Please be mindful in reading the following news, as it may be particularly upsetting in regards to racism, child abuse, and sexual assault.
Last month, a Black schoolgirl in the U.K. was horrifyingly strip-searched by Met police officers under the false and racist suspicion of her carrying canabis, which she described as causing her massive trauma akin to child abuse. Unfortunately, this is a common practice of dehumanising Black children A similar incident occurred in New York in 2020, when administrators strip-searched four Black girls for drugs because they appeared to be “hyper and giddy” during lunch. This demonstrates the disturbing way policing and hyper-surveillance of Black people begins during childhood and is is diffused through other institutions such as our workplaces and individuals.
With countless examples of police officers instigating gender violence, we have to always ask: who are the police designed to protect? A spokesperson for Black Lives Matter UK said: “Once again, we are reminded of the fact that the police are the perpetrators and there are no lengths they wouldn’t go to inflict harm on vulnerable people.” This is important to keep in mind, when so many people’s immediate reaction to any form of violence is to increase police presence, as seen by U.K. politicians calling for more police officers to be stationed across schools.
When other folks call to defund the police as a response to the harm they cause, or raise the topic of abolition of prisons, one of the first protests we hear is “But what about the rapists?” This sentiment paradoxically ignores the reality that as we see in the news above, police themselves abuse their power to sexually harass women, but are not held accountable in any way.

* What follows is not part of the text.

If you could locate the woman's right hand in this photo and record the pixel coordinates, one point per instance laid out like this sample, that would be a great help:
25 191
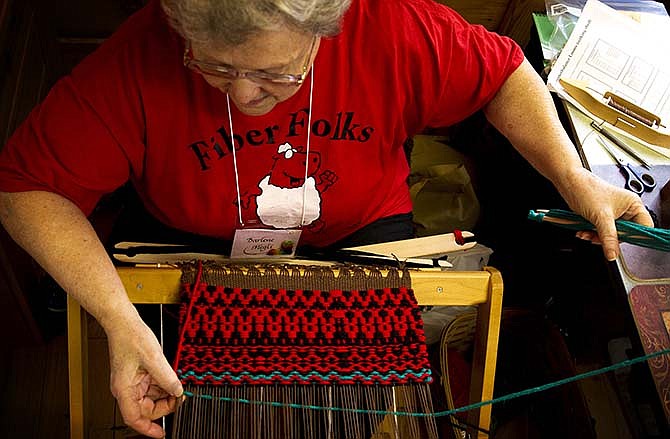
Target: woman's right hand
142 381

It begs the question: do these institutions actually care about the impact of these assaults on their victims, or do they use the carceral system as a means of diminishing access to resources for some, while applying lenient standards for others?
Our workplaces can and must be leaders in shifting our understanding of safety. Where do punitive policies in the workplace disproportionately affect marginalised communities? Who benefits from or is made less safe by certain workplace security policies? What resources for education may need to be developed for your teams to reduce punishment-oriented mindsets? It is when we all divest from the logics of policing that we are more likely to move towards a safer world for Black folks that are negatively targeted by it from birth.